Victor Laszlo suddenly spoke up. "I'm here, Blaine."
"I go by Rick," said Rick, not moving at all, but focusing his steely eyes on the target. Slowly, he put his gun in his pocket, and marched like a soldier to where Victor was sitting and relaxing.
"Sure you do, Blaine, but what the heck...we're old friends."
"Old, you. Me, never. I'm more alive then I ever was."
His central point suddenly became vicious and his voice owned a snarl. "Don't you lie to me." The light suddenly lifted and it made Victor shine in his chair, looking more professional and established than he ever did.
"Don't take this personally, Victor, but you spotted that lie so quick it was amazing. It takes a liar to know these things."
"Want a drink, Rick?"
"I don't drink with customers."
"That was then, this is now."
"Doesn't mean it's changed for the better."

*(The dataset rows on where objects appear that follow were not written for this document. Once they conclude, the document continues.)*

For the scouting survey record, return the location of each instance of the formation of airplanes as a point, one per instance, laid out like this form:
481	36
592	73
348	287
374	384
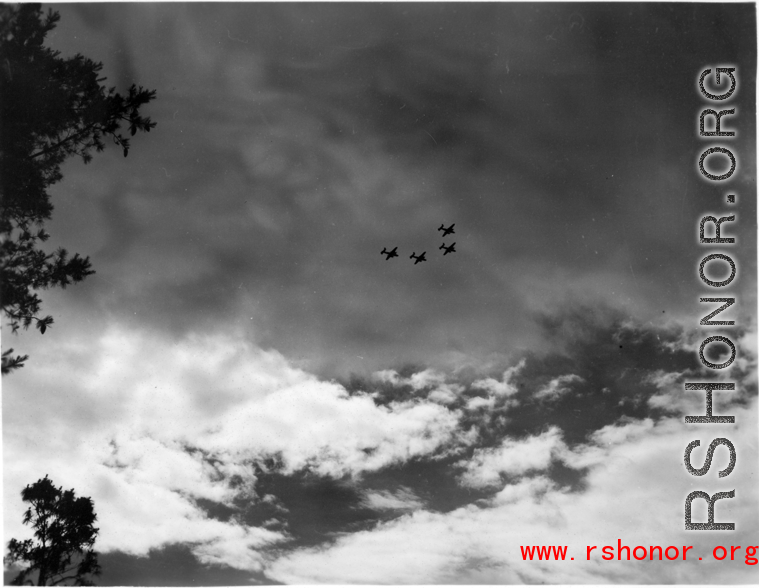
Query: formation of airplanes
421	257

Rick took a seat across from Victor, and leaned in, folding his hands, only looking up to go eye and eye with Victor. For some reason, his heart leaped and it filled his mind with visions of Ilsa instead. He started to shake from the overwhelming pain, but he brushed it off and continued to stay on the warpath.

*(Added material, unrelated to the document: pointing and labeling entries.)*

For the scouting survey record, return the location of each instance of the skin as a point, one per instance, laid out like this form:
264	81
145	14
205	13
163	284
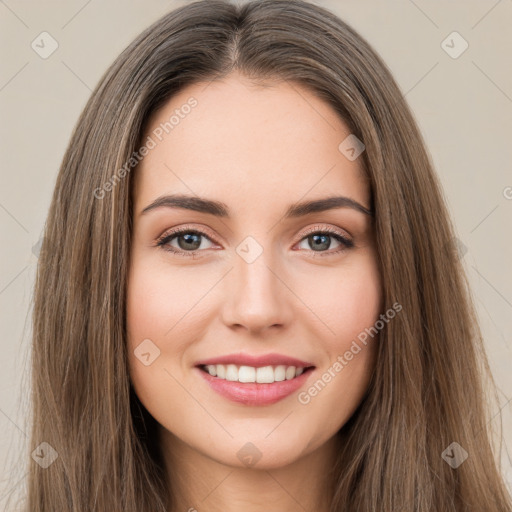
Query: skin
258	150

"You're not hiding from me anymore," said Rick.
"Because after ten years, you couldn't find me. You're no competition."
"I didn't realize that it was a game."
"It's anything but, Rick. That's what I like about you."
"So unaware?"
"So insecure. That was the word I was looking for." Victor finished his drink nonchalantly, briefly glanced at Rick, and got up toward the bar to get another glass. Before you know what happened, the bottle that Victor was reaching for suddenly exploded into sharp, prickly shards of glass, slicing Victor's hand and dripping blood on the clean white floor. Victor, grasping his hand tight in his coat, swirled around and saw Rick standing up with the gun in his hand, pointing it for Victor's heart.
"Rick..."
"Nah, Victor, I knew you were shady all along. You and that broad."
"Ilsa?"
"Of course, Ilsa, who do you think I was talking about? You pinhead. You know something? You're a real entertainer. Superstar. You should be in the picture shows the way you act through life, the way you sail the seven seas of life with your carefree attitude. When I said I was going to get you, I meant it. You didn't believe me, did you, Victor? No, no one does. Of course I was depressed. But I remembered one thing: you were still here, still around, and you weren't going to leave until I did it for you."

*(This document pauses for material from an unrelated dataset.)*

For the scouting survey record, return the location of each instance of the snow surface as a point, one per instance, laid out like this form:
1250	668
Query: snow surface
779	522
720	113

"Rick! You're talking crazy here!"
"Just my way of doing things. My new way. A new side of me, Victor. Maybe it's not a style for you, but I happen to like it." The gun stayed in Rick's hand as it went silent for a minute, the only sound being the blood escaping from Victor's vanity-stricken hand.
"Now, Rick..."
A gunshot went off in the nightclub, a couple of them even, and Victor Laszlo's need to stay hidden didn't exist anymore. Neither did revenge for Rick Blaine.